Starboard by Nicola Skinner

Starboard by Nicola Skinner

Author:Nicola Skinner [Skinner, Nicola]
Language: eng
Format: epub
Publisher: HarperCollins Publishers
Published: 2021-03-15T17:00:00+00:00


KIRSTEN WOKE BLEARILY to the sound of the ship in her head.

‘I don’t feel well,’ said the ship.

There was something about her voice that seemed odd – slower somehow.

‘I feel all stirred up and unusual. You haven’t been – poking about where you shouldn’t, have you? Nosing around in things that are gone? It’s never a good idea. Quickest way to feel your age, you know, stirring up the past.’

Kirsten noticed Olive’s head hanging upside down.
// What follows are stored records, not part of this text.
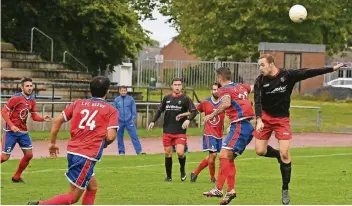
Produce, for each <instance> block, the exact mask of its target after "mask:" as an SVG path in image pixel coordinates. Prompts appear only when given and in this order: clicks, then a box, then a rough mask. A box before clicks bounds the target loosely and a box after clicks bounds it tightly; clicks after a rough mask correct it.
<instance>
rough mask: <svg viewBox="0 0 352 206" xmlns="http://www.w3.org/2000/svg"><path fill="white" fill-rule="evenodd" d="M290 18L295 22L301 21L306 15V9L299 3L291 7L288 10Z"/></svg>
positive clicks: (303, 18) (299, 21)
mask: <svg viewBox="0 0 352 206" xmlns="http://www.w3.org/2000/svg"><path fill="white" fill-rule="evenodd" d="M289 16H290V19H291V20H292V21H293V22H295V23H301V22H302V21H304V20H305V19H306V17H307V9H306V8H305V7H304V6H302V5H299V4H296V5H294V6H292V7H291V9H290V12H289Z"/></svg>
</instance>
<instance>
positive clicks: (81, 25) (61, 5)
mask: <svg viewBox="0 0 352 206" xmlns="http://www.w3.org/2000/svg"><path fill="white" fill-rule="evenodd" d="M139 2H144V4H138V3H139ZM151 2H152V1H149V0H96V1H90V0H75V1H72V0H46V1H35V0H26V1H25V0H11V1H10V0H6V1H3V2H2V5H1V7H2V12H3V13H2V26H3V27H2V39H3V40H5V41H8V42H10V43H13V44H14V45H15V46H16V47H17V48H18V49H21V50H29V37H30V30H31V28H32V27H37V28H39V29H40V30H42V31H44V32H45V33H46V34H48V35H49V36H51V37H52V38H53V39H54V50H55V57H54V59H55V61H61V58H62V54H63V51H65V50H68V51H69V52H70V53H72V54H73V55H75V56H76V57H77V58H78V59H80V60H81V61H82V62H83V63H84V64H86V65H87V66H88V68H89V70H90V72H91V73H93V74H96V73H97V71H98V70H99V67H100V68H104V69H105V68H106V65H110V69H112V66H113V65H117V64H119V63H121V62H122V61H123V60H124V59H126V58H134V57H135V55H136V54H137V53H138V51H139V50H141V49H142V46H143V45H144V44H148V43H150V39H149V37H148V36H147V33H146V31H144V30H143V28H142V27H141V25H140V24H139V23H138V20H140V19H145V18H151V17H152V16H151V10H150V9H152V8H150V7H149V6H150V4H151ZM138 8H139V9H141V10H140V11H138V10H135V9H138ZM148 12H149V13H148ZM35 40H36V41H35V45H36V47H35V51H40V52H43V51H44V52H43V56H44V57H47V56H45V54H47V53H49V51H48V49H47V48H48V45H49V44H48V42H47V41H48V40H47V39H45V38H44V37H42V36H41V35H37V34H36V35H35ZM44 48H45V49H47V50H46V51H45V50H44ZM47 59H48V58H47Z"/></svg>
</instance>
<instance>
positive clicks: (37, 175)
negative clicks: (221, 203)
mask: <svg viewBox="0 0 352 206" xmlns="http://www.w3.org/2000/svg"><path fill="white" fill-rule="evenodd" d="M204 155H205V154H204V153H189V154H187V166H186V170H187V173H189V172H191V171H192V170H193V169H194V168H195V167H197V165H198V163H199V161H200V160H201V159H202V158H203V157H204ZM291 155H292V159H293V165H292V166H293V170H292V180H291V189H290V193H291V204H324V205H329V204H352V187H351V183H352V161H351V159H352V148H351V147H345V148H342V147H341V148H300V149H292V152H291ZM163 163H164V157H163V155H161V154H158V155H146V156H106V157H103V159H102V161H101V162H99V163H98V164H97V166H96V168H95V174H96V177H97V179H98V184H99V190H98V193H97V199H96V204H188V205H192V204H202V205H206V204H213V205H215V204H218V203H219V201H220V199H215V198H214V199H213V198H206V197H203V196H202V192H204V191H206V190H208V189H210V188H212V187H213V184H211V183H210V182H209V176H208V175H209V173H208V170H207V169H206V170H204V171H203V172H202V173H201V174H200V176H199V178H198V180H197V182H196V183H190V182H189V178H188V179H187V181H186V182H181V181H180V178H179V172H178V171H179V165H178V161H177V159H176V158H175V156H174V167H173V182H170V183H166V182H163V180H164V177H165V171H164V165H163ZM17 164H18V160H10V161H8V162H6V163H5V164H2V165H1V167H2V168H1V169H2V174H1V183H2V185H1V189H2V190H1V200H2V204H26V203H27V202H28V201H30V200H40V199H42V200H44V199H47V198H50V197H52V196H54V195H57V194H60V193H65V192H67V191H68V181H67V180H66V178H65V176H64V172H65V171H66V169H67V162H66V159H64V158H60V159H55V160H52V159H34V160H33V161H32V162H31V164H30V167H29V168H28V169H27V170H26V171H25V173H24V174H23V178H24V179H25V180H26V181H27V184H13V183H11V180H10V179H11V175H12V174H13V172H14V170H15V169H16V167H17ZM236 166H237V179H236V191H237V193H238V197H237V198H236V199H235V200H234V201H233V202H232V204H273V205H274V204H281V191H280V189H281V175H280V172H279V166H278V164H277V162H276V161H275V160H273V159H268V158H261V157H257V156H256V155H255V153H254V151H253V150H248V151H246V152H245V153H244V155H243V156H242V157H240V158H239V159H238V160H237V161H236ZM79 203H80V202H79Z"/></svg>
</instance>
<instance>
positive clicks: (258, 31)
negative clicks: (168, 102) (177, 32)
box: [160, 0, 352, 61]
mask: <svg viewBox="0 0 352 206" xmlns="http://www.w3.org/2000/svg"><path fill="white" fill-rule="evenodd" d="M300 2H301V1H298V0H270V1H268V0H246V1H244V0H209V1H204V0H161V7H160V12H161V13H162V14H164V15H166V16H171V18H170V19H169V22H171V23H172V24H173V25H174V27H175V28H176V29H177V30H178V32H179V33H180V35H179V37H178V38H179V40H180V41H181V43H182V44H184V45H185V46H186V47H187V48H189V49H190V50H191V51H192V53H194V54H196V55H198V56H200V57H202V58H203V59H213V58H214V57H217V58H219V59H222V60H225V59H227V57H228V56H232V58H233V59H234V60H237V61H241V60H244V59H246V58H247V57H252V58H255V57H256V55H258V43H259V42H282V43H312V44H325V45H326V48H327V53H328V54H329V55H332V54H335V53H338V52H341V51H346V50H348V48H349V47H350V46H351V45H352V17H351V13H352V3H351V1H350V0H324V1H323V0H306V1H304V4H303V6H305V7H306V8H307V11H308V17H307V19H306V20H305V21H304V22H303V23H293V22H292V21H291V20H290V18H289V16H288V13H289V9H290V7H291V6H293V5H295V4H300Z"/></svg>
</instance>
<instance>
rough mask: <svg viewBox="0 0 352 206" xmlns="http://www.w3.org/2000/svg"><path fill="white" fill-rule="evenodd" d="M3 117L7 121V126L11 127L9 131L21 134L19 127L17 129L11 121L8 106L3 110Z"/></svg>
mask: <svg viewBox="0 0 352 206" xmlns="http://www.w3.org/2000/svg"><path fill="white" fill-rule="evenodd" d="M1 116H2V118H3V119H4V120H5V122H6V124H7V125H8V126H9V129H11V131H13V132H19V131H20V129H18V127H16V126H15V125H14V124H13V122H12V121H11V120H10V111H9V110H8V108H7V107H6V106H4V107H3V108H2V110H1Z"/></svg>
‘We’re still here then,’ Olive’s chin said wryly, peering down from the top bunk. ‘It wasn’t all a dream.’

Kirsten began to speak, then hesitated. Her broken night’s sleep and what she’d seen in the dreaming ship had left her tired and confused.

Olive seemed to understand. She held up a finger. ‘Wait.’ She pushed her blanket back and landed on the floor softly. ‘Breakfast first.’

They sat on the floor and brought their rucksacks out.

‘Half a banana and half a flapjack each?’ suggested Kirsten after a while.

‘Then chocolate,’ said Olive. ‘And almonds.’

Once they’d shared their food, Kirsten cast a worried eye over what was left. All they had now was one chocolate bar, a packet of crisps, the almonds and the sweets. (And the vitamins, of course, but would that fill them up? Unlikely.) They were also running low on water, although they could keep their bottles topped up with the tap water in the loo. Was that drinking water though? Probably not.

Flames of anxiety burned inside her. They had to get home, not only to avoid starving to death, or contracting something deadly from the drinking water, but also – she did a mental countdown – because she had just over forty-eight hours before her Jade Cooper interview: the interview that would win back her public, placate the bank manager and keep a roof over their heads.

There was no time to waste. She rubbed at her eyes and spoke hastily. ‘I went in the ship’s dreams last night.’

‘Whoa – just like the map said! That’s awesome!’ Olive shot her an envious look. ‘Did you find …’ She picked up her notebook from the trunk and turned its pages. ‘Did you peer past the dreams and find the truth?’

‘I found – or nearly found – a clue. It felt like the ship was longing for something. At times, I thought it was New York, but then I saw something else … but it didn’t make a lot of sense and it vanished.’

They were interrupted by a knock on the door.

‘Hello, Captain,’ Mark Spencer said, then nodded at Olive. ‘First Mate. Having a lie-in, I see.’

Kirsten checked her watch. It was 6.45 in the morning. Mark peered uncertainly at their messy cabin. ‘Have you been burgled in the night?’

Olive gave a short laugh of surprise.

‘I wonder if you might be able to come out and assist me with the passengers,’ said Mark Spencer. ‘The fighting women need breaking up. The first-class passengers want constant attention. And the surgeon wants to know how your heebie-jeebies –’ he left a delicate pause here – ‘are faring.